Càpita, nella vita, di assistere alla morte di qualcuno. Ma se questa morte non è violenta, difficilmente accade di comprendere davvero la fragilità del corpo umano. La prima volta che vediamo un corpo umano distruggersi e comprendiamo la sua totale esposizione, lo shock è totale. Da quel momento in poi ci viene inflitta un'ansia primitiva: il bisogno di accertarsi continuamente che nulla di male capiterà al corpo di chi amiamo, che solo ora sappiamo inguaribilmente indifeso.

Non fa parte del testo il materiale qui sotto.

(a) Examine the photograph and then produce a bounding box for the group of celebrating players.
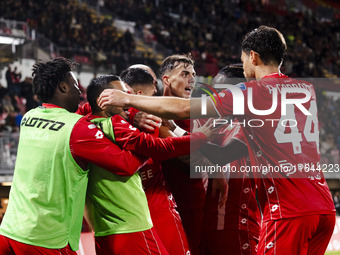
[0,25,336,255]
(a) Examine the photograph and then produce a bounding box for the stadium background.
[0,0,339,254]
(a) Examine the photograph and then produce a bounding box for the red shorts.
[200,229,259,255]
[151,208,190,255]
[94,227,169,255]
[258,214,336,255]
[0,235,76,255]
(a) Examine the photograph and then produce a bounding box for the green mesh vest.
[0,107,87,251]
[86,117,152,236]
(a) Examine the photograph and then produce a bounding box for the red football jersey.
[203,123,261,236]
[76,102,92,116]
[127,108,184,211]
[87,114,207,212]
[139,161,177,212]
[127,109,190,254]
[214,73,335,222]
[162,119,207,210]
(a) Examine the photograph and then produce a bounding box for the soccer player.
[125,64,163,131]
[121,67,191,255]
[98,26,336,254]
[84,75,215,255]
[158,54,207,255]
[0,58,147,254]
[196,65,260,255]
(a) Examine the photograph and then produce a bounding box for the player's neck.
[48,98,70,112]
[92,110,107,118]
[255,65,280,80]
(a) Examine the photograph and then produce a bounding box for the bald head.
[128,64,157,81]
[128,64,163,95]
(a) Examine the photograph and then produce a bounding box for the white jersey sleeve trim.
[173,125,188,137]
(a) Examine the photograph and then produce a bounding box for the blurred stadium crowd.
[95,0,340,77]
[0,0,339,162]
[1,0,340,77]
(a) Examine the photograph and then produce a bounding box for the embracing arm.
[128,108,162,131]
[111,115,217,162]
[98,89,219,119]
[70,118,147,176]
[199,138,248,166]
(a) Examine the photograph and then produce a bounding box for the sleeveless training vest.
[0,107,87,251]
[86,117,152,236]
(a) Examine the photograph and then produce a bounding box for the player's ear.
[136,90,143,95]
[162,75,170,87]
[162,75,172,96]
[250,50,261,66]
[58,81,69,93]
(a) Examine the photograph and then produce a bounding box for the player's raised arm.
[98,88,219,119]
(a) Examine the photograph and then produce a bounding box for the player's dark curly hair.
[241,25,287,66]
[87,75,121,112]
[159,53,194,78]
[120,68,154,88]
[32,58,77,102]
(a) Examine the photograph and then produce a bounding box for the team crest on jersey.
[236,83,246,90]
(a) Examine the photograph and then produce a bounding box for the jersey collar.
[262,72,288,79]
[42,103,63,109]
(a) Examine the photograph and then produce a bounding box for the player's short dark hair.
[216,64,245,89]
[241,25,287,66]
[32,57,77,102]
[191,64,245,98]
[159,54,194,78]
[87,75,121,112]
[219,64,244,79]
[120,68,154,88]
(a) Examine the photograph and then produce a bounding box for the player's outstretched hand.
[98,89,129,109]
[134,111,162,131]
[192,118,222,140]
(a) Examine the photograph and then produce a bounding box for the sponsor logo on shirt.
[271,205,279,212]
[242,243,250,250]
[266,242,274,249]
[268,186,275,194]
[21,117,65,131]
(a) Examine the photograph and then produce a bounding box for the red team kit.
[205,73,335,254]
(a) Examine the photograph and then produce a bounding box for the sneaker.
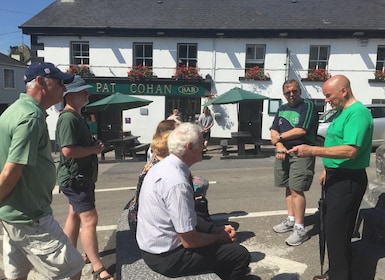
[285,226,309,246]
[273,218,294,233]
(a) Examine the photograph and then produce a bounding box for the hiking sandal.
[92,267,113,280]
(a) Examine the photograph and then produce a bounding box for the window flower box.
[243,66,270,80]
[374,70,385,81]
[127,65,153,81]
[304,69,331,81]
[66,65,94,77]
[173,65,202,80]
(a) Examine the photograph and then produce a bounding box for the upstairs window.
[376,46,385,71]
[133,43,153,67]
[71,41,89,65]
[308,45,330,71]
[4,69,15,88]
[245,44,265,70]
[177,43,197,67]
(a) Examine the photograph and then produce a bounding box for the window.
[308,46,330,71]
[177,44,197,67]
[70,41,89,65]
[133,43,153,67]
[375,46,385,71]
[4,69,15,89]
[245,44,266,70]
[268,99,281,115]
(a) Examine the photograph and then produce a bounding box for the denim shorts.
[274,154,315,192]
[2,214,84,279]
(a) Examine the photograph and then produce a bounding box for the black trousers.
[324,168,367,280]
[141,243,250,280]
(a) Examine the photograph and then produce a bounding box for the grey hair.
[168,122,202,157]
[26,79,37,89]
[282,79,301,93]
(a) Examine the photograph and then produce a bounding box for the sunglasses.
[283,89,299,96]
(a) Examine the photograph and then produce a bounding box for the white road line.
[53,181,218,194]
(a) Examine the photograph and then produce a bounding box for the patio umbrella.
[203,87,269,106]
[85,92,153,112]
[318,185,327,275]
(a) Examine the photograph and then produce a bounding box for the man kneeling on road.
[136,123,251,279]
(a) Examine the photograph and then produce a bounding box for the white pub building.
[20,0,385,146]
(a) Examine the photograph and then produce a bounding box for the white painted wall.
[36,35,385,142]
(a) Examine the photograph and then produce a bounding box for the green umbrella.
[203,87,269,106]
[85,92,153,112]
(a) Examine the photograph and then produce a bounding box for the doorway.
[239,100,264,140]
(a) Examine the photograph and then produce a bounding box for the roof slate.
[0,53,27,67]
[20,0,385,31]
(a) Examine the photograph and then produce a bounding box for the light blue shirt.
[136,154,197,254]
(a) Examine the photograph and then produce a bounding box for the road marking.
[53,181,218,194]
[211,208,318,220]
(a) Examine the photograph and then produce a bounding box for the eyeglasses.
[283,89,299,96]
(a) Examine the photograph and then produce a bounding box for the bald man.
[289,75,373,280]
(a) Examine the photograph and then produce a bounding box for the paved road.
[0,145,383,279]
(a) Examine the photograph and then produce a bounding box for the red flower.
[66,65,93,77]
[245,66,269,80]
[128,65,153,81]
[173,65,202,80]
[374,70,385,80]
[307,69,331,81]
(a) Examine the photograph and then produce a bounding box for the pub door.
[239,100,263,140]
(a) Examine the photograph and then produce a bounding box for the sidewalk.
[115,145,385,280]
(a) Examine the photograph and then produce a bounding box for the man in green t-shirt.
[289,75,373,280]
[56,76,113,280]
[0,62,84,279]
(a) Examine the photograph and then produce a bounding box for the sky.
[0,0,55,55]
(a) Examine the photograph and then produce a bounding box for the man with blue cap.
[0,62,84,279]
[56,76,112,280]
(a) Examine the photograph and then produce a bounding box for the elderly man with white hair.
[137,122,250,279]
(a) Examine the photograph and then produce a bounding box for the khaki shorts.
[274,154,315,192]
[2,214,84,280]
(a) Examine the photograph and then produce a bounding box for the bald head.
[322,75,355,110]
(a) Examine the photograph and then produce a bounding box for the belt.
[325,168,365,173]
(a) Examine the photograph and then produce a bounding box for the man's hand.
[288,144,313,157]
[223,225,237,242]
[93,140,105,155]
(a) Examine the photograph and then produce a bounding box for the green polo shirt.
[323,101,373,169]
[0,94,55,223]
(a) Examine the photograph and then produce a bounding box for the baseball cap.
[24,62,75,84]
[63,75,93,97]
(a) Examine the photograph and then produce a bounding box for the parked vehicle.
[317,104,385,148]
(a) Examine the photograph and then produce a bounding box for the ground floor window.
[165,96,201,123]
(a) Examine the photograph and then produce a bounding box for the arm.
[62,140,104,158]
[288,144,358,159]
[0,162,24,204]
[178,225,236,249]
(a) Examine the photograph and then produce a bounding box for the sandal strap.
[92,267,113,280]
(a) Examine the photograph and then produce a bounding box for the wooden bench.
[127,143,150,159]
[116,209,221,280]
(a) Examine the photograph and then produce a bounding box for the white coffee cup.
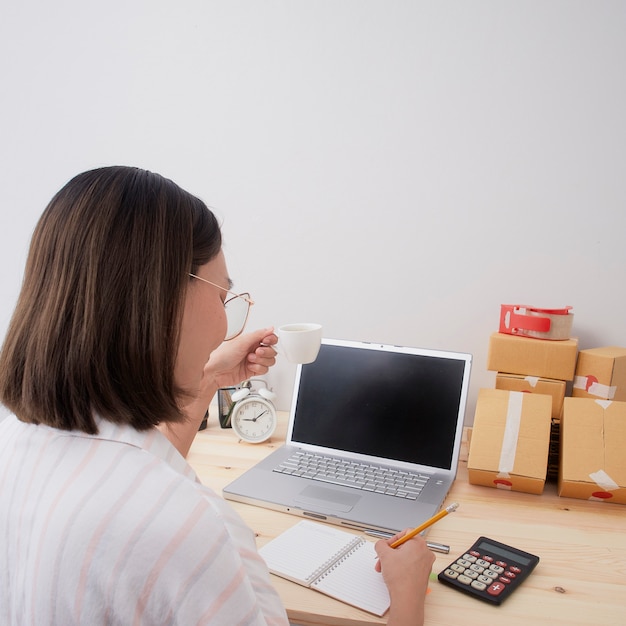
[277,323,322,364]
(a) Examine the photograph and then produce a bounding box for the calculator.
[437,536,539,605]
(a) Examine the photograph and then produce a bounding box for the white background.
[1,1,625,422]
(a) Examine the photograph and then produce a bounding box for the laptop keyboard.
[273,450,430,499]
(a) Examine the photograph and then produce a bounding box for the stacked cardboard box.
[571,346,626,401]
[559,397,626,504]
[489,332,578,482]
[468,388,552,494]
[467,332,578,494]
[557,347,626,504]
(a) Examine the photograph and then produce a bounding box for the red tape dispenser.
[499,305,573,340]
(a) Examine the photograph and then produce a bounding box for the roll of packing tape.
[499,305,574,340]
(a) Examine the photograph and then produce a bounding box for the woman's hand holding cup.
[276,323,322,364]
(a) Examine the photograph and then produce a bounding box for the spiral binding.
[309,536,364,583]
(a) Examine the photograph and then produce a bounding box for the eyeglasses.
[188,273,254,340]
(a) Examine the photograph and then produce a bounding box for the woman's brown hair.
[0,166,221,434]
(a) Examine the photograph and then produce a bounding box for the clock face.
[231,397,277,443]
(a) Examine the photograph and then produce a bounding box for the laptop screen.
[290,342,470,471]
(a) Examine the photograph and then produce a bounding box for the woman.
[0,166,433,625]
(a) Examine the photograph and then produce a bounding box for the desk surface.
[187,411,626,626]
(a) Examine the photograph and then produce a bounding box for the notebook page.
[259,520,362,586]
[311,539,390,616]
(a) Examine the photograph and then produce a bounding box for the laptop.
[223,338,472,535]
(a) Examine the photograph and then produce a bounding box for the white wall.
[1,1,625,422]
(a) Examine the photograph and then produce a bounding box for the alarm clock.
[230,379,278,443]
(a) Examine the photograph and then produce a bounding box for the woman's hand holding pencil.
[373,503,458,625]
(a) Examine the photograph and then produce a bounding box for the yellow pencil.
[390,502,459,549]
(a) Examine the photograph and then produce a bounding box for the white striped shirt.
[0,414,289,626]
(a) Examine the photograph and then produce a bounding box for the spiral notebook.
[258,520,390,616]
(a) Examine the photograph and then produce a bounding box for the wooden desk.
[187,411,626,626]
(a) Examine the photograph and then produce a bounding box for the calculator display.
[476,540,533,566]
[438,536,539,605]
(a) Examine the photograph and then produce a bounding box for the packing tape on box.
[588,469,619,501]
[573,375,617,400]
[499,304,573,340]
[589,469,619,492]
[496,391,523,489]
[588,401,619,501]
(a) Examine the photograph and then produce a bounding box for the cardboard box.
[558,398,626,504]
[572,346,626,401]
[468,388,552,495]
[495,373,566,419]
[487,332,578,381]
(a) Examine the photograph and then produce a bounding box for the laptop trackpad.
[295,485,360,512]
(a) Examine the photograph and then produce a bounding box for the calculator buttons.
[487,582,506,597]
[438,537,539,605]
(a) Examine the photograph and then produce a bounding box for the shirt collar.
[84,415,198,481]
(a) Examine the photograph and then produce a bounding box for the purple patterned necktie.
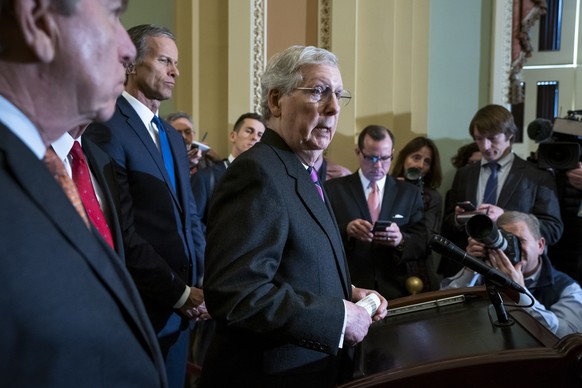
[307,166,324,202]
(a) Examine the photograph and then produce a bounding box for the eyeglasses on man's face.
[359,149,393,163]
[294,85,352,107]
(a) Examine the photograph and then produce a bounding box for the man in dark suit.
[0,1,167,387]
[85,24,206,388]
[325,125,428,300]
[191,112,265,226]
[200,45,388,387]
[440,104,563,276]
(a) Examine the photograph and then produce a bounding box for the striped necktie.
[307,166,324,202]
[44,147,90,228]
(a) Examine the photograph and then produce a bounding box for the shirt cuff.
[173,285,190,309]
[338,300,348,348]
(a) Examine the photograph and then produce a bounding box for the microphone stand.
[485,280,514,327]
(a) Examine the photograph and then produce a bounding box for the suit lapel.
[379,177,398,221]
[346,173,372,221]
[465,163,480,203]
[497,155,524,207]
[117,98,182,212]
[82,139,125,259]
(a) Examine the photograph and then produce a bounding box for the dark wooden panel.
[341,288,582,387]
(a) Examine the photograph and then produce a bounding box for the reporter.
[548,162,582,284]
[391,136,443,290]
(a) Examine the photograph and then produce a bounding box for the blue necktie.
[152,115,176,191]
[483,162,500,205]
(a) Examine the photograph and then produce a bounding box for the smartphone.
[372,221,392,233]
[456,201,476,211]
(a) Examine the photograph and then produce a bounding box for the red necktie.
[368,181,380,223]
[69,141,115,249]
[44,147,90,228]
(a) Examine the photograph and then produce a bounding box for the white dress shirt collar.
[0,95,46,159]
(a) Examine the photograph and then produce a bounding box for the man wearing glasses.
[325,125,428,299]
[200,46,387,387]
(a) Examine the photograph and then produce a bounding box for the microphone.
[430,235,527,295]
[527,118,553,143]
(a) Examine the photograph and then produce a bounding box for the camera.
[537,111,582,170]
[465,214,522,265]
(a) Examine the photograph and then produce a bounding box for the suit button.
[181,265,189,272]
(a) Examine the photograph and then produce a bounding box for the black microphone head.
[404,167,422,182]
[527,118,553,143]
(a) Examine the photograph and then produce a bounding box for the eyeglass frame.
[358,148,393,164]
[294,85,352,106]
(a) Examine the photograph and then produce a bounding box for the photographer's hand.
[488,249,525,287]
[566,162,582,191]
[466,237,487,258]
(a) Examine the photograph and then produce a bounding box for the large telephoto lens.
[465,214,507,250]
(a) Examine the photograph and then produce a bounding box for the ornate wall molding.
[502,0,514,103]
[252,0,266,113]
[491,0,514,105]
[319,0,331,50]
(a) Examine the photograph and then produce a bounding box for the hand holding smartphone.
[456,201,476,211]
[372,221,392,233]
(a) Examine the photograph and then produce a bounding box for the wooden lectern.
[341,287,582,387]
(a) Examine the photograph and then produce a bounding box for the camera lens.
[465,214,506,250]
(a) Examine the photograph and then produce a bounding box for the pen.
[200,132,208,142]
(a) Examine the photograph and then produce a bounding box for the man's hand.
[372,222,403,247]
[179,287,211,320]
[566,162,582,191]
[466,237,487,259]
[188,146,203,166]
[476,204,504,222]
[352,287,388,321]
[488,249,525,287]
[347,219,374,242]
[342,300,372,346]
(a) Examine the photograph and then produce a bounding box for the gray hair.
[259,45,339,120]
[127,24,175,65]
[166,111,193,124]
[497,211,542,240]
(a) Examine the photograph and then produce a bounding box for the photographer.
[441,211,582,338]
[527,114,582,285]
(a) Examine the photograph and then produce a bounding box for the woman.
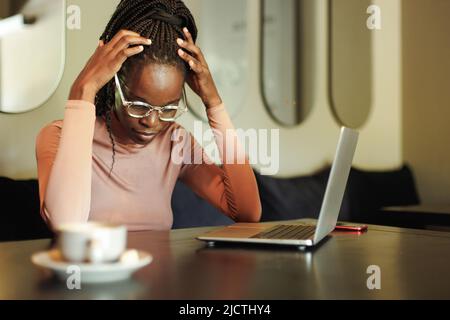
[35,0,261,231]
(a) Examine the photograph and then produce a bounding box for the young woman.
[35,0,261,231]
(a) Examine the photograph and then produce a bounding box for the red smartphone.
[334,223,368,232]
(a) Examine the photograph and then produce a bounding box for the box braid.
[94,0,197,176]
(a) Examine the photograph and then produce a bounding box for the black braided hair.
[95,0,198,176]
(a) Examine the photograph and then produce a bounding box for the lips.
[134,129,158,137]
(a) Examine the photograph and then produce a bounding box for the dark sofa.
[174,165,421,225]
[0,165,421,242]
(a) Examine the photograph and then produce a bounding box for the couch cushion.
[255,165,420,223]
[0,164,420,240]
[255,167,334,221]
[171,180,234,229]
[344,165,420,222]
[0,177,52,242]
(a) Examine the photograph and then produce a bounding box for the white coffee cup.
[56,222,127,264]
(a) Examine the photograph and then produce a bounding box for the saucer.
[31,249,152,283]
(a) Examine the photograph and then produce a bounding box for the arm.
[179,103,262,222]
[175,27,261,222]
[35,30,153,229]
[35,101,96,229]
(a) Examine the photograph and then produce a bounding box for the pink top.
[35,100,261,231]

La guerra così come l'ha vista Paolo Giordano può ridurre i corpi in stati inimmaginabili. Ma la stessa guerra è anche capace di restituirci una nudità del corpo a cui non siamo più avvezzi. Tra le viscere e il cervello si sono imposti pacifici schermi di silicio e silicone: oggi la naturalità del corpo ci appare addirittura disturbante.
Inviato in Afghanistan per Vanity Fair due anni fa, alla FOB Ice, confine sud della valle del Gulistan, Giordano ha guardato da molto vicino questa naturalità. E non si è permesso di non scriverne. Nemmeno se mille altre volte era già stata raccontata, nemmeno se un romanzo come questo - ancor più vulnerabile perché è la prova suprema, il secondo romanzo - deve confrontarsi con alcuni giganti della letteratura che hanno fatto della guerra il loro topos.
Per questo, la storia de Il corpo umano (Mondadori, pagg. 312, euro 19) non andrebbe neppure raccontata. Perché a dirla così sembra la storia di mille altri soldati in mille altri avamposti di guerra. E a dirla così, la storia di René, Egitto, Cederna, Ietri, Mitrano, Torsu, a dirla senza che ci si cada dentro per mano dell'autore, che questi nomi li conosce appunto come corpi umani, come fossero figli, alla fine si avrebbe la reazione del colonnello Ballesio, che vorrebbe averla, qualcosa da dire, quando i suoi uomini muoiono. Qualcosa da dire per ciascuno di loro, come ce l'ha ogni bravo comandante. Ma siccome non è il loro padre e i loro corpi non se li ricorda nemmeno, qualcosa di vero da dire non ce l'ha: «Sono tutti uguali. Gli dica anche questo. Il colonnello Giacomo Ballesio parla dei suoi uomini, due punti aperte virgolette, per me sono tutti uguali. È morto questo invece di quell'altro, e allora? Non fa alcuna differenza».
Ma questi corpi, invece, sono differenti da tutti gli altri. Perché sono altri corpi umani. Nel mare di croci bianche, rimane la memoria dei corpi a segnare la diversità, nel bene e nel male. E nel bene e nel male i corpi non tradiscono come le parole. Il romanzo di Giordano procede per epifanie minime, in cui ciascuno dei protagonisti trova la propria cifra corporea prima che intellettuale. A questo li costringe, oltre all'attivazione dei sensi animali provocata dal pericolo costante, la promiscuità dell'avamposto. Ma soprattutto la vista del sangue, delle ossa esposte. Il macello dei corpi visti dal di dentro (ma anche la necessità cruenta di un posto al gabinetto, posseduti da «contrazioni ritmiche e involontarie dell'ano. C'è qualcosa di vivo là dentro, con un cuore battente tutto suo») accresce di giorno in giorno la consapevolezza dei soldati verso la supremazia della vita. Le ansie imposte da una quotidianità e famiglie pacifiche, il turbinio sfiancante dei conflitti interiori, paradossalmente la diminuiscono. Mano a mano che la lettura procede, impallidiscono entrambe, la vita ordinaria e quella militare. E tutto lo spazio è occupato da una ricerca di senso. Fino all'epifania massima, il giorno dell'agguato talebano al Lince, in cui René decide verso la vita proprio nel momento in cui la morte vince ogni cosa sotto il sole.
Non è scontato affatto il modo in cui Giordano ci porta al protagonismo dei corpi (detto di passata, il per nulla tenue legame di questo romanzo con il precedente è proprio la capacità magistrale di attraversare la fisicità: nell'incipit de La solitudine dei numeri primi, la gamba spezzata di Alice è Alice). Il corpo umano è così distante dagli esercizi metafisici e sociologici cui ci hanno abituato i narratori italiani contemporanei che alcuni critici lo hanno già trovato compiaciuto verso gli «istinti elementari» (accadde già con Le benevole a Jonathan Littell a cui anche il coraggio di catturare corpi venne dall'esperienza: volontario in una ONG, vide cimiteri di massa e strazio delle mine).